Я не смогла бы выдержать это. Рут, поскольку за три-четыре месяца, которые прошли с тех дней на озере, я вспомнила слишком многое, что обычно подавляла в себе. Вот одно из воспоминаний: в те два года, которые прошли между днем затмения и днем рождения моего брата, я слышала эти голоса почти все время. Возможно, глупая шутка Уилла послужила неким сильным терапевтическим средством. Конечно, не сама шутка, а то, как я отреагировала на нее, когда ударила Уилла в лицо… Но сейчас речь не о том. Ведь я провела два года с этой кошмарной многоголосицей в моей голове, с десятками голосов, которые выносили приговор каждому моему шагу и мысли. Были среди них голоса понимающие и вопросительные, но большинство – завистливые, злобные и трусливые. Они полагали, что Джесси вполне достойна случающихся с ней бед и должна платить вдвое за каждую удачу. Два года я мучилась с этими голосами. Рут, а потом, после случая с Уиллом, они замолкли разом.
Как могло такое случиться? Не знаю, но мне стало гораздо лучше. И я поняла, что если позволю милому, доброму Брендону убедить меня, то закончу свои дни в дурдоме на бульваре шизофреников. И на этот раз рядом не будет братика, чтобы провести сеанс шоковой терапии; на этот раз я должна сделать все сама, как сама вырвалась из проклятых джералдовых наручников.
Брендон наблюдал за мной, пытаясь понять, как я приняла его слова. Но он не смог ничего прочесть на моем лице и снова повторил ту же мысль несколько иначе:
– Ты должна помнить, что, как бы все это ни выглядело, ты можешь ошибаться. И думаю, тебе следует привыкнуть к тому факту, что, так или иначе, ты никогда не узнаешь правду наверняка.
– Я так не думаю.
Он поднял брови.
– Есть прекрасный шанс выяснить все наверняка. И ты мне поможешь, Брендон.
Он снова стал натягивать на лицо ту самую снисходительную улыбку, которая свидетельствует об убеждении мужчины в глупости женщин.
– Да? Как же я могу это сделать.
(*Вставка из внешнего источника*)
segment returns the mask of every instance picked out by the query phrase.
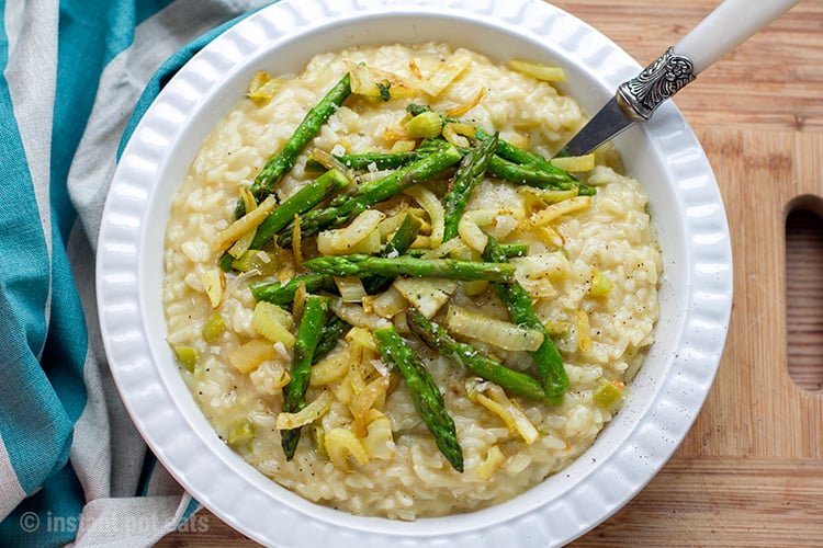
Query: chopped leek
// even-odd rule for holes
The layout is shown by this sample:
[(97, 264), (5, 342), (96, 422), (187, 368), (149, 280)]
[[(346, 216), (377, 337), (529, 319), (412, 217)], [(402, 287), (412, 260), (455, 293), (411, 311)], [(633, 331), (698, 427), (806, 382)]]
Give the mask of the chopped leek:
[(458, 282), (441, 278), (398, 278), (394, 288), (426, 318), (432, 318), (458, 290)]
[[(367, 209), (358, 215), (346, 228), (325, 230), (317, 235), (317, 250), (324, 255), (350, 253), (374, 253), (380, 251), (380, 231), (377, 227), (385, 219), (384, 213)], [(376, 241), (376, 250), (371, 250)], [(358, 246), (365, 242), (363, 246)], [(363, 247), (370, 248), (369, 250)]]
[(223, 301), (223, 294), (226, 290), (226, 275), (222, 270), (214, 267), (204, 271), (200, 275), (200, 282), (203, 284), (203, 289), (208, 296), (208, 302), (212, 304), (212, 308), (217, 308)]
[(295, 338), (289, 331), (292, 328), (292, 317), (277, 305), (259, 301), (251, 316), (251, 327), (273, 343), (281, 342), (286, 349), (294, 346)]
[(446, 91), (471, 65), (472, 57), (469, 52), (458, 49), (448, 59), (442, 61), (428, 78), (420, 82), (420, 88), (432, 98), (436, 98)]
[(360, 302), (367, 296), (363, 282), (357, 276), (336, 277), (335, 285), (343, 302)]
[(325, 441), (329, 460), (340, 470), (349, 470), (348, 457), (352, 457), (360, 466), (369, 461), (369, 454), (365, 452), (363, 442), (348, 429), (331, 429), (326, 432)]
[(274, 194), (270, 194), (253, 210), (247, 213), (222, 230), (212, 242), (212, 249), (214, 251), (224, 251), (232, 243), (255, 230), (277, 206), (278, 197)]
[(226, 321), (219, 312), (214, 312), (203, 324), (203, 340), (214, 342), (226, 330)]
[(591, 196), (576, 196), (559, 204), (550, 205), (542, 212), (534, 214), (531, 222), (535, 226), (548, 225), (564, 215), (588, 209), (590, 205)]
[(591, 349), (591, 332), (588, 323), (588, 315), (584, 310), (577, 310), (577, 347), (583, 352)]
[(497, 445), (493, 445), (488, 448), (488, 453), (486, 454), (486, 459), (481, 463), (481, 465), (476, 468), (476, 473), (480, 479), (487, 480), (491, 478), (497, 470), (500, 469), (503, 466), (503, 463), (506, 461), (506, 455), (503, 454), (500, 448)]
[(611, 293), (612, 286), (613, 284), (611, 283), (611, 279), (607, 278), (602, 272), (595, 270), (591, 274), (591, 287), (589, 294), (595, 297), (606, 297)]
[(600, 409), (611, 409), (615, 403), (623, 397), (623, 391), (610, 383), (607, 378), (600, 377), (597, 381), (597, 390), (591, 396), (595, 406)]
[(417, 90), (397, 75), (369, 67), (363, 62), (349, 64), (351, 92), (370, 99), (391, 101), (396, 98), (408, 98)]
[[(478, 378), (470, 378), (465, 383), (465, 389), (471, 401), (480, 403), (499, 416), (508, 426), (509, 432), (520, 434), (527, 444), (531, 445), (540, 437), (540, 433), (526, 413), (506, 396), (499, 386), (489, 381), (481, 381)], [(488, 396), (483, 392), (488, 392)]]
[(432, 248), (439, 247), (443, 242), (443, 232), (446, 230), (446, 212), (443, 209), (443, 204), (433, 192), (419, 184), (404, 191), (404, 194), (415, 198), (415, 201), (420, 204), (420, 207), (422, 207), (429, 215), (429, 221), (431, 222), (429, 246)]
[(465, 104), (452, 106), (451, 109), (448, 109), (446, 111), (446, 115), (450, 117), (462, 116), (463, 114), (467, 113), (469, 111), (477, 106), (480, 102), (483, 100), (483, 95), (485, 95), (485, 93), (486, 93), (486, 89), (481, 88), (477, 94), (474, 95), (474, 99), (472, 99)]
[(418, 114), (406, 125), (406, 133), (414, 139), (433, 139), (443, 130), (443, 121), (433, 111)]
[(376, 409), (369, 411), (368, 433), (363, 447), (369, 458), (387, 460), (394, 456), (395, 445), (392, 433), (392, 421)]
[(240, 373), (250, 373), (277, 356), (274, 345), (266, 339), (252, 339), (228, 353), (228, 362)]
[(266, 251), (250, 249), (232, 261), (232, 269), (238, 272), (257, 271), (260, 275), (271, 276), (278, 270), (277, 261)]
[(367, 302), (371, 307), (371, 311), (381, 318), (392, 318), (408, 308), (408, 301), (394, 286), (377, 296), (364, 297), (364, 307)]
[(187, 372), (194, 373), (194, 367), (196, 367), (198, 361), (200, 359), (198, 349), (192, 346), (174, 346), (172, 350), (174, 351), (174, 355), (180, 365), (182, 365)]
[(359, 344), (364, 349), (369, 349), (372, 352), (377, 352), (377, 343), (374, 341), (371, 330), (365, 328), (351, 328), (346, 333), (346, 340), (354, 344)]
[(545, 82), (564, 82), (566, 80), (566, 72), (562, 67), (553, 67), (550, 65), (543, 65), (542, 62), (529, 62), (519, 59), (511, 59), (509, 67), (518, 72), (530, 76), (538, 80)]
[(544, 335), (540, 330), (515, 326), (454, 305), (449, 307), (448, 326), (453, 333), (504, 350), (535, 351), (543, 344)]
[(311, 424), (331, 409), (334, 397), (324, 390), (312, 403), (296, 413), (280, 413), (278, 415), (278, 430), (294, 430)]
[(349, 370), (349, 353), (336, 352), (312, 366), (309, 386), (325, 386), (336, 383)]
[(258, 70), (249, 82), (246, 96), (257, 102), (269, 101), (283, 88), (283, 80), (270, 77), (264, 70)]
[(573, 173), (583, 173), (595, 169), (595, 155), (568, 156), (552, 159), (552, 165)]
[(255, 439), (255, 423), (246, 419), (232, 429), (232, 432), (228, 433), (227, 441), (228, 445), (237, 448), (241, 445), (247, 445), (252, 439)]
Джесси?
– Показать мне Жобера живьем.
– О нет. – сказал он. – Это, к сожалению, то, чего я не хочу и не могу сделать, Джесси.
Я избавлю тебя от пересказа целого часа пререканий, но в конце концов мне оказалось достаточно просто заплакать. Конечно, как аргумент это слабовато, но это еще один знак ненормальности отношений между мужчинами и женщинами; он не верил, что я говорю серьезно, пока я не заревела.
После этого он сел к телефону и сделал несколько звонков, а потом сообщил мне, что завтра Жобера должны доставить в Камберлейнский окружной суд для дачи показаний по нескольким второстепенным обвинениям – в основном в воровстве. Если я действительно хочу этого – и если у меня есть шляпа с вуалью, – он меня может туда проводить.
Я сразу же согласилась, и, хотя на лице Брендона было написано глубокое сомнение в правильности своего поступка, он сдержал слово".
Джесси снова остановилась и, глядя на экран, видела вчерашний день, в то время как сегодняшний снег еще громоздился холодными тучами в сером небе; видела голубые отсветы фар брендоновского «бимера» на дороге… Курсор продолжил свой бег:
«Мы прибыли на заседание суда несколько позже, потому что долго тащились за трейлером. Брендон был спокоен, и, я предполагаю, он рассчитывал, что мы опоздаем и Жобера уже вернут в камеру отделения строгого режима. Однако коп у двери зала заседаний сообщил, что слушание продолжается, хотя уже подходит к концу. Брендон открыл дверь и пропустил меня вперед, сказав на ухо: „Опусти вуаль, Джесси, и сиди тихо“. Я опустила вуаль. Брендон взял меня под руку и провел в зал».